The vast majority of second home owners in the UK have them as a form of income. Only roughly 5 percent of people on the island have a second home, and almost 70 percent rent them out for a second income.
According to data from 2017 around 17 percent of Croatians have second homes. That’s over three times more than the Brits.
I dug deeper. And found a pattern. “One in six Europeans owns a second home, but the prevalence of second-home ownership varies significantly by country, with low rates of ownership in some of Europe’s richest countries like Germany,” stated one financial publication.
By far (and by some way) the country with the largest second home ownership in Europe is Greece. Incredibly, over 32 percent of Greeks own holiday homes.
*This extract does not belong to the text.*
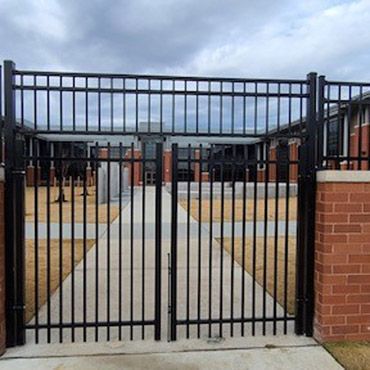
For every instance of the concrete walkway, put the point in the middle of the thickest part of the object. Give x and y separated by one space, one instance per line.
284 353
125 281
136 276
166 229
Handed down from generation to generation – Photo – Canva
Circling back to Croatia I uncovered a statistic that backed up this theory and the reason for the lack of mortgages. In a report by the European Union about home ownership a massive 90 percent of Croatians own their own homes. In fact, this puts Croatia in third place in all of the EU. And which country was on the bottom of the list. Germany.
The deeper I investigated the more the opening sentence of my US friend was correct.
Less than 10 percent of Croatians have a mortgage
Only 9 percent of Croatian have household loans (mortgages) whilst over 37 percent of Brits have the same loans.
So basically 9 percent of Croatians have mortgages and 17 percent have second homes.
So, she was right. You have almost twice the chance of meeting somewhere with a weekend home as having a mortgage.
In the US, where my friend sipping coffee with me was from, only around 2 percent of people own second homes. And these tend to be the mega-rich. And over 64 percent of homeowners have a mortgage.
Could this be because it is much easier to get housing credit in the US, UK and Germany? Well, that’s possibly one factor. But a much, much more important one is, so-called, housing inheritance. One of my good friends in the UK bought his house from his grandmother! Yes, from his own grandmother. “If that happened in Croatia your grandmother would be in court for mistreatment,” joked my wife with them.
I clearly remember two sisters that we met on our recent two-month break in England. They had just bought a small house, again off their grandmother. “She was so kind and gave us a couple of thousand pounds discount so that we could buy a fridge, cooker and couch,” they said. This isn’t housing inheritance.
Both of these cases seem so odd for every local here that I have told that they simply don’t believe me. And both of these cases took mortgages to buy the properties.
Could Croatia be a case of “house-rich, cash-poor.” Possibly. However, this phrase is usually used with people with one home, not a second holiday home that could be rented out to tourists.
“Now, I come to think of it, you are right,” I answered my friend. And I did think about it a lot, as you can see.